Putting it all together. Obviously you can make use of the static keyword where appropriate. Modern optimising compilers may ignore the inline hint depending on their own code generation heuristics. But let's just concentrate on correctness for now:

How do I rotate a vector v1 about another vector v2 by an angle A?

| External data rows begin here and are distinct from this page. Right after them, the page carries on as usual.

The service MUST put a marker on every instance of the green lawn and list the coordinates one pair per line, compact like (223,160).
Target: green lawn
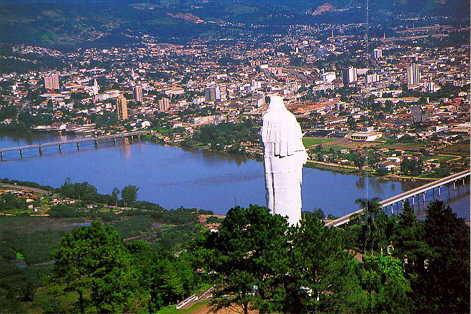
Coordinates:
(441,158)
(310,141)
(172,310)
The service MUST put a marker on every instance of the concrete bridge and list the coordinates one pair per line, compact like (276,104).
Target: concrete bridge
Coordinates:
(96,141)
(411,195)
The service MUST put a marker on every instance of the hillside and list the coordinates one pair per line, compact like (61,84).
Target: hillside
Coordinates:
(83,23)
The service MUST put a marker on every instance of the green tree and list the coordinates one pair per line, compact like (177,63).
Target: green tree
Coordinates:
(323,274)
(248,258)
(386,286)
(115,196)
(94,263)
(375,226)
(129,194)
(10,201)
(445,281)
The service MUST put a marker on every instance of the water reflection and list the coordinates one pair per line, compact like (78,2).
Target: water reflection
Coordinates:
(177,177)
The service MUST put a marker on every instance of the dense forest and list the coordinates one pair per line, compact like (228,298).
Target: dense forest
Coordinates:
(375,264)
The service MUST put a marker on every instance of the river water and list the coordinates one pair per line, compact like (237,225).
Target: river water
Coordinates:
(174,177)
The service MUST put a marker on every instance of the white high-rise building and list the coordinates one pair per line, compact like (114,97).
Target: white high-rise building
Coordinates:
(164,104)
(413,75)
(372,78)
(213,93)
(377,53)
(95,88)
(349,75)
(328,77)
(51,81)
(138,93)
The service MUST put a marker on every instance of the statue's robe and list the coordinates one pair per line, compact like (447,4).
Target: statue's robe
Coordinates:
(284,156)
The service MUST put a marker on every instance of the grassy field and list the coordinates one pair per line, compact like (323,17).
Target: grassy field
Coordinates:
(195,308)
(461,149)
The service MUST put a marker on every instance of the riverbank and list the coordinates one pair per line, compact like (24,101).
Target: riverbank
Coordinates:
(338,168)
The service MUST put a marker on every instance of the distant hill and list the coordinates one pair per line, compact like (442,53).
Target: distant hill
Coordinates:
(103,22)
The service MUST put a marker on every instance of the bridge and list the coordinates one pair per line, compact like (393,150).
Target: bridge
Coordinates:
(419,192)
(96,141)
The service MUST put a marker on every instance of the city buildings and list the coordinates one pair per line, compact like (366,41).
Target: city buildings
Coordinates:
(349,75)
(122,108)
(377,53)
(413,75)
(137,93)
(51,81)
(164,104)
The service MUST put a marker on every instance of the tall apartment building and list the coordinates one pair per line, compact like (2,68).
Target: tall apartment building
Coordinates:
(377,53)
(164,104)
(51,81)
(413,75)
(122,107)
(138,96)
(349,75)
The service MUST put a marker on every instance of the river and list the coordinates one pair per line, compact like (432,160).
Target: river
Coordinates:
(174,177)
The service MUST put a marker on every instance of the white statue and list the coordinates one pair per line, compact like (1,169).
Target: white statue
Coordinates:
(284,156)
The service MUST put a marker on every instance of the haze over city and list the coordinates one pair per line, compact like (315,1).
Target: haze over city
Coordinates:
(131,136)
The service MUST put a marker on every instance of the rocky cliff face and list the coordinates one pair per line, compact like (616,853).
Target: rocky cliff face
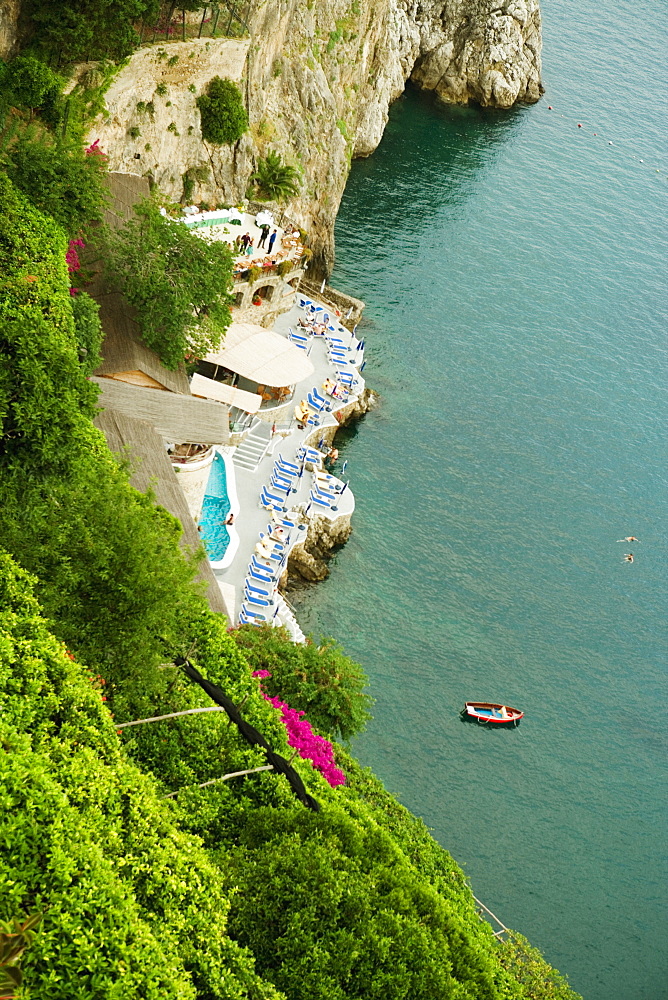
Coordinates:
(9,27)
(319,77)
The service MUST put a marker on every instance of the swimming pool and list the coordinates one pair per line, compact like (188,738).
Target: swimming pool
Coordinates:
(216,506)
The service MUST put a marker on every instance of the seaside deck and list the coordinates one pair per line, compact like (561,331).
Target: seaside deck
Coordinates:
(285,437)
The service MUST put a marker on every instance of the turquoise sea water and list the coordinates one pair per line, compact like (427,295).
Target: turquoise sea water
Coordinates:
(513,269)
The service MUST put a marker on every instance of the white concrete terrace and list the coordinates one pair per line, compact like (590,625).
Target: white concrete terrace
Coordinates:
(285,438)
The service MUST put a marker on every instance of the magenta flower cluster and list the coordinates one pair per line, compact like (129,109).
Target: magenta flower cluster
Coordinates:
(301,738)
(73,262)
(72,256)
(94,150)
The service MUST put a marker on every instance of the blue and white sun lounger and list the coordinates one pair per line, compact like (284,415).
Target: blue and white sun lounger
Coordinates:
(271,502)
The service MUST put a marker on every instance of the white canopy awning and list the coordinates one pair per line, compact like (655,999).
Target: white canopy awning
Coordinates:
(262,356)
(210,389)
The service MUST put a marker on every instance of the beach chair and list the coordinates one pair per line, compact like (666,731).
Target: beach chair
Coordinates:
(315,403)
(317,502)
(277,484)
(324,402)
(257,602)
(284,471)
(287,465)
(271,502)
(258,591)
(264,570)
(245,619)
(258,576)
(337,357)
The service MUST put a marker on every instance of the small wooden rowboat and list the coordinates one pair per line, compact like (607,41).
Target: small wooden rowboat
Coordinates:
(485,712)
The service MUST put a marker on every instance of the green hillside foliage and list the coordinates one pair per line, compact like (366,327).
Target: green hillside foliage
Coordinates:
(223,112)
(87,331)
(43,158)
(275,180)
(228,891)
(28,84)
(81,30)
(130,906)
(319,680)
(110,571)
(178,282)
(44,396)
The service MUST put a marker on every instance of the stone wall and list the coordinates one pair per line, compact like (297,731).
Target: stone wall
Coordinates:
(318,79)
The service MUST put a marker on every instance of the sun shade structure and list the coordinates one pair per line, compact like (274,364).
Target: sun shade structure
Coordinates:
(262,356)
(200,385)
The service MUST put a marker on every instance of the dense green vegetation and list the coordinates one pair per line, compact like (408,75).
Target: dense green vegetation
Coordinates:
(223,112)
(146,884)
(275,180)
(319,680)
(89,29)
(177,282)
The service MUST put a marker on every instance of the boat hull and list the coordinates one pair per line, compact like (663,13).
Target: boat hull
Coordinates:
(489,713)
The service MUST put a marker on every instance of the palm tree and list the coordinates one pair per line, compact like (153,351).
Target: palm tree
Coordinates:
(276,180)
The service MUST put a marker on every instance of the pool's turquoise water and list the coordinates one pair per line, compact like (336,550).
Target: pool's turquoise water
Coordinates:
(215,508)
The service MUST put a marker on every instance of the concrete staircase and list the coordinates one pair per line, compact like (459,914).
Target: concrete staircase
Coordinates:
(254,447)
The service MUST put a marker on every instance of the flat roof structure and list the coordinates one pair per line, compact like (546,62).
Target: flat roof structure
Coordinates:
(263,356)
(209,388)
(137,439)
(175,417)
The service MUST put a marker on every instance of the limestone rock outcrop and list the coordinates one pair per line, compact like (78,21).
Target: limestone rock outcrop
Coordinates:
(309,558)
(318,78)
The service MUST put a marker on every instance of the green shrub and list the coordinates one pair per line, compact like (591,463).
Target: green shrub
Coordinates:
(30,85)
(43,391)
(131,907)
(319,680)
(223,113)
(89,29)
(56,175)
(178,282)
(274,179)
(87,331)
(349,916)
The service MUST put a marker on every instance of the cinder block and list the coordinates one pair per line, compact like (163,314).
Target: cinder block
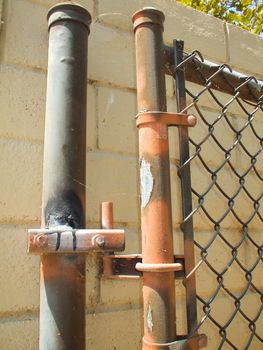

Assuming some sort of Vector3 class, and (A) in radians, we want the quaternion representing the rotation by the angle (A) about the axis v2, and we want to apply that quaternion rotation to v1 for the result:

float q[4]; // we want to find the unit quaternion for `v2` and `A`...

make_quat(q, v2, A);

// what about `v1`? can we access elements with `operator [] (int)` (?)
// if so, let's assume the memory: `v1[0] .. v1[2]` is contiguous.
// you can figure out how you want to store and manage your Vector3 class.

qrot(& v1[0], q);

// `v1` has been rotated by `(A)` radians about the direction vector `v2` ...

Is this the sort of thing that folks would like to see expanded upon in the Beta Documentation site? I'm not altogether clear on its requirements, expected rigour, etc.